Una reevaluación de momias de mujeres de la realeza del antiguo Egipto sugiere que algunas princesas del Imperio Medio podían utilizar las armas con las que fueron enterradas. El análisis encontró un desarrollo muscular intenso y fracturas curadas, evidencias que también muestran que su alto estatus no las protegía de las exigencias y los riesgos de la actividad física.
Los investigadores estudiaron seis momias reales halladas en Dahshur, un complejo funerario integrado por pirámides y tumbas de pozo.
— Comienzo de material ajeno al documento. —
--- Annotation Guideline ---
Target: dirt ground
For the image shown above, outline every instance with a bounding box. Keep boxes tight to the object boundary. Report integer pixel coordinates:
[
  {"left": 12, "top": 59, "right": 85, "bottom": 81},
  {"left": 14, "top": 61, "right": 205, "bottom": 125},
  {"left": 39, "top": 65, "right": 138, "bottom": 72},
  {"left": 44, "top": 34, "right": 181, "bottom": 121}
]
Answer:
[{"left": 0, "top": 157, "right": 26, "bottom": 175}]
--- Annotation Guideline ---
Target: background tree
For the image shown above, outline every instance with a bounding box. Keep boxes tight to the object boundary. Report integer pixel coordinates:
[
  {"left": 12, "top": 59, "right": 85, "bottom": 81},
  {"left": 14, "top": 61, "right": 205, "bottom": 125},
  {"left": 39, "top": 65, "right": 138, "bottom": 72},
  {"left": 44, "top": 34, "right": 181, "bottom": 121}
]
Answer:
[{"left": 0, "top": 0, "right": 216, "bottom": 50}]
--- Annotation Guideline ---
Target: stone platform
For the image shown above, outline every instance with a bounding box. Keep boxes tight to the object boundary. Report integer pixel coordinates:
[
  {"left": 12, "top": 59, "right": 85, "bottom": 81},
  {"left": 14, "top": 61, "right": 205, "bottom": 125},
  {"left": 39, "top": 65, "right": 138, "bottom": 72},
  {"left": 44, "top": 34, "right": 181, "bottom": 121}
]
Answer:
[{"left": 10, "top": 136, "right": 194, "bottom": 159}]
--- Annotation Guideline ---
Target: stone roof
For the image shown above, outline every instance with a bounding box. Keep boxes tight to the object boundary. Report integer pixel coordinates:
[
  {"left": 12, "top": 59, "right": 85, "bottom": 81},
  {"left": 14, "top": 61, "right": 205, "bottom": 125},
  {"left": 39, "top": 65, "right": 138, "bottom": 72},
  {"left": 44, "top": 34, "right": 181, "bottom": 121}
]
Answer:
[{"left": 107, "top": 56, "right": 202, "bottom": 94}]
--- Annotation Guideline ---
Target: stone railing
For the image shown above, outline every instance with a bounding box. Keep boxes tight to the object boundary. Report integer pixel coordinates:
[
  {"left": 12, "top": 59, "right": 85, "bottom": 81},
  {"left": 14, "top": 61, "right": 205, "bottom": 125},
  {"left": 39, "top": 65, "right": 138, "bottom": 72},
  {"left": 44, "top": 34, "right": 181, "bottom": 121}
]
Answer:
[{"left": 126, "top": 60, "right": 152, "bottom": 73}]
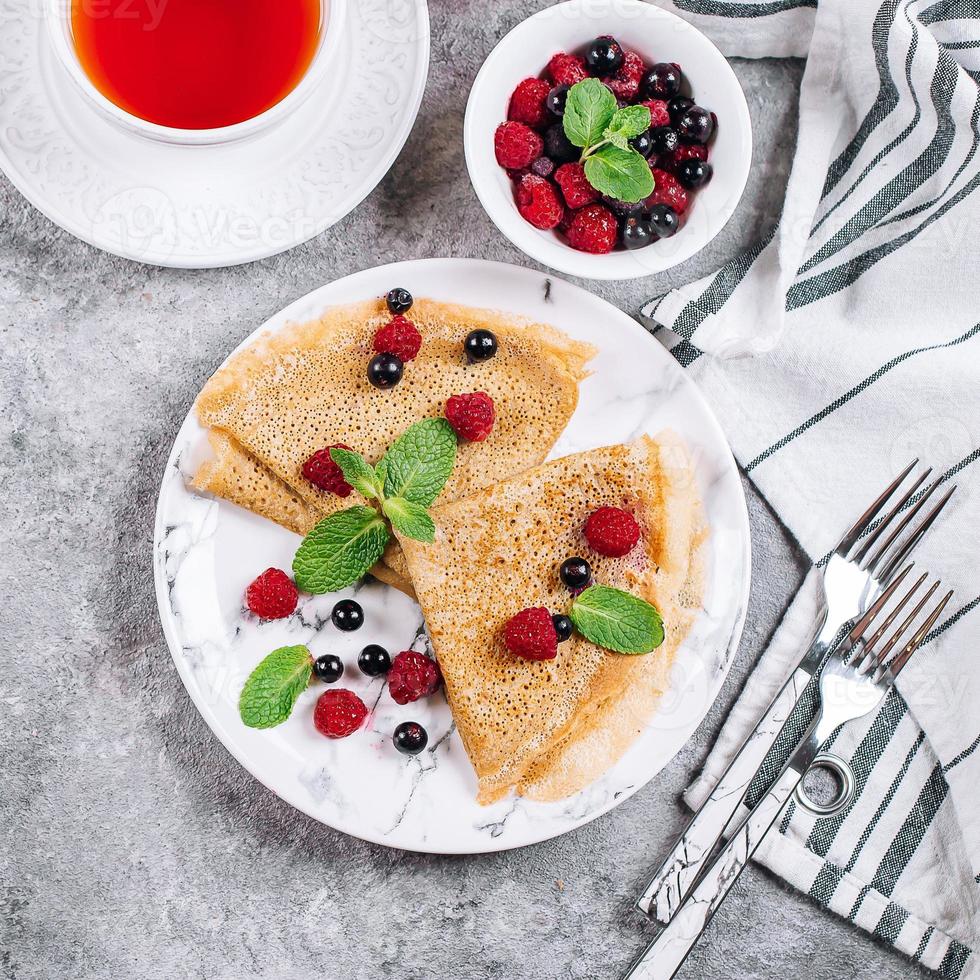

Los restos fueron descubiertos durante la década de 1890, permanecieron perdidos durante años y volvieron a ser identificados en el Museo Egipcio en 2020, en el marco de un proyecto de conservación.
El trabajo se concentró en determinar si las armas encontradas en las cámaras funerarias tenían un valor simbólico o si habían sido utilizadas en la vida cotidiana. La investigación señaló que la forma en que se desarrollaron los huesos es compatible con un uso muscular exigente y con prácticas como el tiro con arco y la caza. Cuatro de las seis mujeres analizadas eran hermanas e hijas del faraón Amenemhat II, aunque el material disponible no completa la descripción de sus entierros.
“Los miembros de la familia real, especialmente las mujeres, participaban activamente en actividades que requerían destreza y esfuerzo físico, como el tiro con arco y la caza”, afirmó Zeinab Hashesh. Y agregó que esa interpretación se sostiene en el desarrollo óseo asociado con un uso muscular intenso y en su correspondencia con las armas halladas en las tumbas.